Quasthoff seemed also to have considered the problem of how to unite these twelve songs, not only disparate in subject but apparently random in structure. In particular, the unreserved joyfulness of the final song ‘Frühlingsnacht’ seems to clash with much that is melancholy, creepy or equivocal in its predecessors. Here I detected revealing insight in Quasthoff’s treatment. The ecstasy of the poet in ‘Frühlingsnacht’ is symbolised by the flight of migrating birds. The singer seemed to have noticed allusions to flight in other songs in the cycle: ‘Intermezzo’, ‘Die Stille’ and above all ‘Mondnacht’. This song, often detached from its companions, now displayed its relationship to them. Quasthoff’s poised mezza voce supported his loving depiction of the balmy night, as expected; but when his tone eventually flooded with warmth in the last stanza it was the joy of release which was being celebrated and which was to achieve its final fulfilment in the elation of the concluding song.
Throughout all this pianist Justus Zeyen was a deeply impressive partner. He took every technical demand of the accompaniments comfortably in his stride: the fragments of piano sonata of Schubert’s “Der Sänger” and the suspended chords of “Wanderers Nachtlied”, through the death chokes of the old man in Mussorgsky’s ‘Trepak’ and the thunderous noises of the battlefield and its master the Field Marshal to the Bachian counterpoint of Schumann’s ‘Zwielicht’ – all was faultless, all part of a considered partnership.
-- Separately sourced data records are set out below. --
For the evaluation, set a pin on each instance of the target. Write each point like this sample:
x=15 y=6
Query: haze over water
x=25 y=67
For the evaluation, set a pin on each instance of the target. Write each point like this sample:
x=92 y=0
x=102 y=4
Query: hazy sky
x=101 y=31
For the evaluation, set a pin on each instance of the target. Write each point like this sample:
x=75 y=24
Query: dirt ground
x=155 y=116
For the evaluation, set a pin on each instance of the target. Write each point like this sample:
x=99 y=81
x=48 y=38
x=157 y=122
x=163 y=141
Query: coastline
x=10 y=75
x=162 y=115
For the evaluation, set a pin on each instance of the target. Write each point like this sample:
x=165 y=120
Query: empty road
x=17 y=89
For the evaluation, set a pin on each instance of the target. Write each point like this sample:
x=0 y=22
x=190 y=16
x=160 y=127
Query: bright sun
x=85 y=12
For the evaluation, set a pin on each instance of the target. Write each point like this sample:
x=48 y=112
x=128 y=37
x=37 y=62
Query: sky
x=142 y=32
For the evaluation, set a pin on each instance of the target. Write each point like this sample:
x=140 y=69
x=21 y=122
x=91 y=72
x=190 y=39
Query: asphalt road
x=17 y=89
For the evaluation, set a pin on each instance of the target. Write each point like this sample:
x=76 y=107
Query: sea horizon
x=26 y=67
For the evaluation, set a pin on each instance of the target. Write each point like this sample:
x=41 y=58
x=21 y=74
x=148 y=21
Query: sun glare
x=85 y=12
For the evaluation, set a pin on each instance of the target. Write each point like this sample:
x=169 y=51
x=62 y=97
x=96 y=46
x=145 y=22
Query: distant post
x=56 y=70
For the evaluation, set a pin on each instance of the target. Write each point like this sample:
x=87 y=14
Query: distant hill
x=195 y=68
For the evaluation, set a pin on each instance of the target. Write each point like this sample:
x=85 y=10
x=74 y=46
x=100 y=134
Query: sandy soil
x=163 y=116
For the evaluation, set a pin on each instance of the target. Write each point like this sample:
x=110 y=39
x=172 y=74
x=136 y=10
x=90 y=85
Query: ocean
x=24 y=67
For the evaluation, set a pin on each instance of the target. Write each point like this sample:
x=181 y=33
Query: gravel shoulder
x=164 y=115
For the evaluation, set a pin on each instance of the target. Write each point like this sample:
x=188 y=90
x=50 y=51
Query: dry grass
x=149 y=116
Encore time was also an opportunity for Quasthoff to speak to his audience/family. He related how he and Zeyen had given the same programme in Cologne earlier in the week. Movingly, he offered his first encore, Schumann’s “Widmung” to Wigmore Hall’s former Director William Lyne who, as he put it, “had thought I was good enough to sing here”. There was no doubt, in the way he caressed the line of the song, about the sincerity of his debt. Schubert’s “Der Musensohn” and “Seligkeit”, chosen for their very familiarity to his trusted audience, completed the evening.